Despite all the advantages, “less than a third of loyalty marketers” surveyed by Forrester “are piloting or using tactics like mobile websites, native applications, and mobile messaging.” You can come up with amazing loyalty perks, but if they’re not accessible to your members when they want them—say, in-store when they’re comparing options or are ready to make a purchase—they’ll forget about your program altogether.
Examples of mobilizing your loyalty program include:
- Allowing members to discover promos in an app and then scan or present them at the register.
- Using geolocation to notify members of helpful product information or discounts when they’re near a store.
- Keeping track of users’ past orders, searches, likes, saved content, and preference settings in an app.
- Making sure emails and links are optimized for mobile.
- Offering mobile payment options.
- Creating a digital punchcard for repeat purchases.
- Syncing with the apps customers already use to socialize and simplify their lives, such as FourSquare, Facebook, Twitter, Belly, and Square.
However you choose to mobilize, remember the reason you’re doing it: to boost the quality and convenience of customers’ interactions with your brand. You should be continually learning about your members and adapting to their preferences, which brings us to number three.

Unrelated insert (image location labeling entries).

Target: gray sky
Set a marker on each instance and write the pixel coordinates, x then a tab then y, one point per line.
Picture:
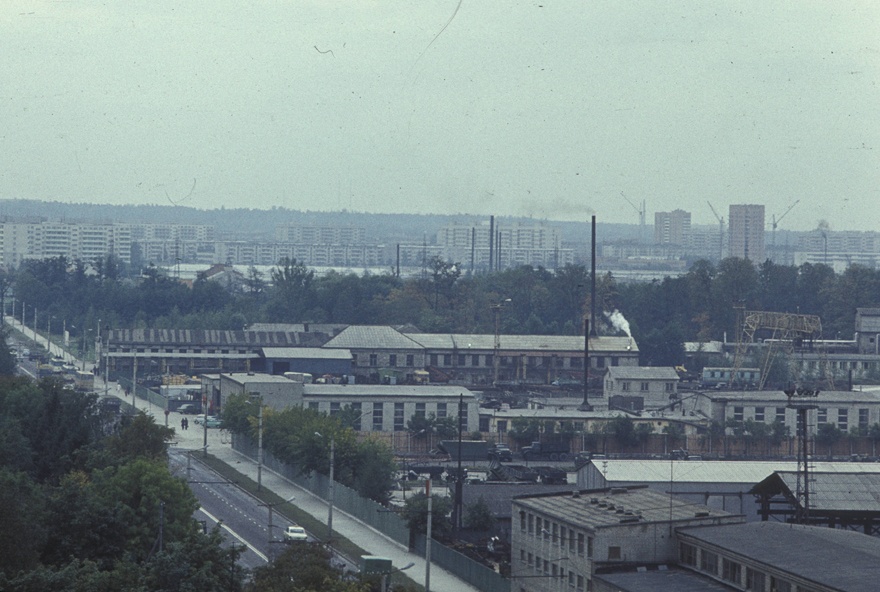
549	108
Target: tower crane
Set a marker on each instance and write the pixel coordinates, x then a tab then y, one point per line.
641	212
720	231
776	222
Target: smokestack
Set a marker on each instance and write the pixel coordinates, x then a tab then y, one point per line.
592	323
491	242
585	406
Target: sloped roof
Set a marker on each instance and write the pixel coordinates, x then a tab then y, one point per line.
834	558
830	492
643	373
536	343
710	471
306	353
371	337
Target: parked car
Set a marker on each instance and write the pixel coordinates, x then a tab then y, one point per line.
295	533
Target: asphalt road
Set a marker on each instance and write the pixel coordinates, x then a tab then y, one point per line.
242	517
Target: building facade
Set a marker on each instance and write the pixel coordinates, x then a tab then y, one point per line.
746	230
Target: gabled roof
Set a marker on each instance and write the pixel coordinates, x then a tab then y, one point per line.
642	373
829	492
371	337
534	343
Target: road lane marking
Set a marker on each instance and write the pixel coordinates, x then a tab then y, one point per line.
233	533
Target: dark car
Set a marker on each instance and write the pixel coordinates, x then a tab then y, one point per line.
500	452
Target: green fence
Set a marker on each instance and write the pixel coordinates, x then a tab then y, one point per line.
380	518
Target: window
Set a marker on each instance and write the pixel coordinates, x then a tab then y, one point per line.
357	408
754	580
709	562
730	570
378	420
398	417
687	554
777	585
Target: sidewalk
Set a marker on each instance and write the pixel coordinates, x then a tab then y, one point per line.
372	541
365	537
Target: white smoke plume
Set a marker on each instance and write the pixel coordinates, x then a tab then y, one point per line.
618	321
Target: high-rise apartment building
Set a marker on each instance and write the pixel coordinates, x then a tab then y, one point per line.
746	232
672	228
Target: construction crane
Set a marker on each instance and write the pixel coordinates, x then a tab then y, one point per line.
720	232
776	222
641	212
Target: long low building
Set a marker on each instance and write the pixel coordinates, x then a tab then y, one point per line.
372	353
380	408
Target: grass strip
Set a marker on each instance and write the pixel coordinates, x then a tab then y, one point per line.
296	515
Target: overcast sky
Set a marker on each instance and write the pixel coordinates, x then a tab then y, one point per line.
548	108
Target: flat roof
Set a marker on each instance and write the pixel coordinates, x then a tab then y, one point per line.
836	558
711	471
647	504
660	580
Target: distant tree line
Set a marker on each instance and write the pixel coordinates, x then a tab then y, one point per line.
662	314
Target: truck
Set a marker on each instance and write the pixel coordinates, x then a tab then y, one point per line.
551	475
471	450
549	447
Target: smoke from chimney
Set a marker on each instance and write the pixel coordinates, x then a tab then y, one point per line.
619	322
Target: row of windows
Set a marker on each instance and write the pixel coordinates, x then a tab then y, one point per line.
763	414
553	570
731	571
182	350
557	534
379	414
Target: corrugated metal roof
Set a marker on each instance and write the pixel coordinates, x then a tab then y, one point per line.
536	343
710	471
372	337
651	505
835	558
643	372
382	390
842	492
302	353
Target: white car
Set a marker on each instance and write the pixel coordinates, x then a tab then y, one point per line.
295	533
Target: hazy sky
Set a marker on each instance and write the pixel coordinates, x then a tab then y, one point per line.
549	108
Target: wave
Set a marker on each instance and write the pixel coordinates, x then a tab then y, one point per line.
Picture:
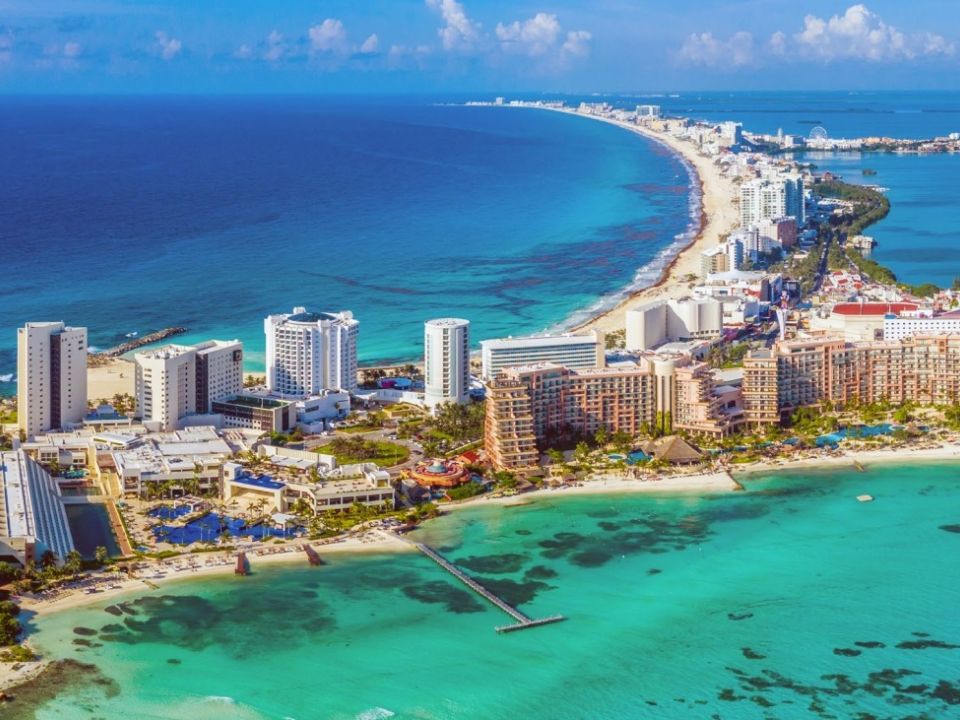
650	273
375	714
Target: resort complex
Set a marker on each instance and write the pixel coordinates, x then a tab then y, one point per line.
769	338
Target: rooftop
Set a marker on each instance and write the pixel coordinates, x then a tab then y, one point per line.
862	309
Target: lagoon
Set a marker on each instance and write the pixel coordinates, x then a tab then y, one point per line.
788	600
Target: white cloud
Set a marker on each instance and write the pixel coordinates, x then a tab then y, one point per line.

3. Put the Customer in Charge
Starbucks Mobile is a hugely popular loyalty app, letting users quickly locate stores and rack up free drinks. But loyal user Adam Nash recently wrote an open letter calling for some key improvements. The heart of his message? “I want you to know me.” Nash explained:
There are baristas at five different Starbucks who know the drink I normally order. The one in Los Altos actually knows the drink I usually order for my wife too. And yet, after over 1000 orders, you still don’t know my favorite drink?
To nurture loyalty, put the most important data to work—such as drink orders and payment preferences—to continually optimize the customer’s personal experience with your brand, whether online or in-person.
The prevalent attitude in digital marketing is that brands need to know exactly what the individual needs and recommend the perfect solution at the optimal time. This is a nice goal to strive for, but it simply isn’t practical on a mass scale. Instead of pretending you can make perfect predictions, let the users help you (and themselves). Let them set their own app and site preferences, select exactly which communications they want to receive, build a personal profile, and keep track of their history with you. Countless social media platforms have shown that people like to do this when the result is more relevant connections.
Get rid of annoying email updates, notifications, badges, and other noise that clutter members’ inboxes and homescreens. If you’re constantly in customers’ faces when they don’t need you, they’ll be annoyed and relegate you to the spam folder. If you’re always there when they need you, however, they’ll come calling again and again.
Build Loyalty from the Foundation Up
It costs more to attract and acquire new customers than to retain the regulars—that’s marketing 101. Yet many businesses continue to focus their energies on prospects, taking for granted that current customers will stick around. Take a fresh look at the data and let your customers’ behavior speak. Start by understanding what matters most to them, and why, and build a program that reinforces and builds upon that foundation.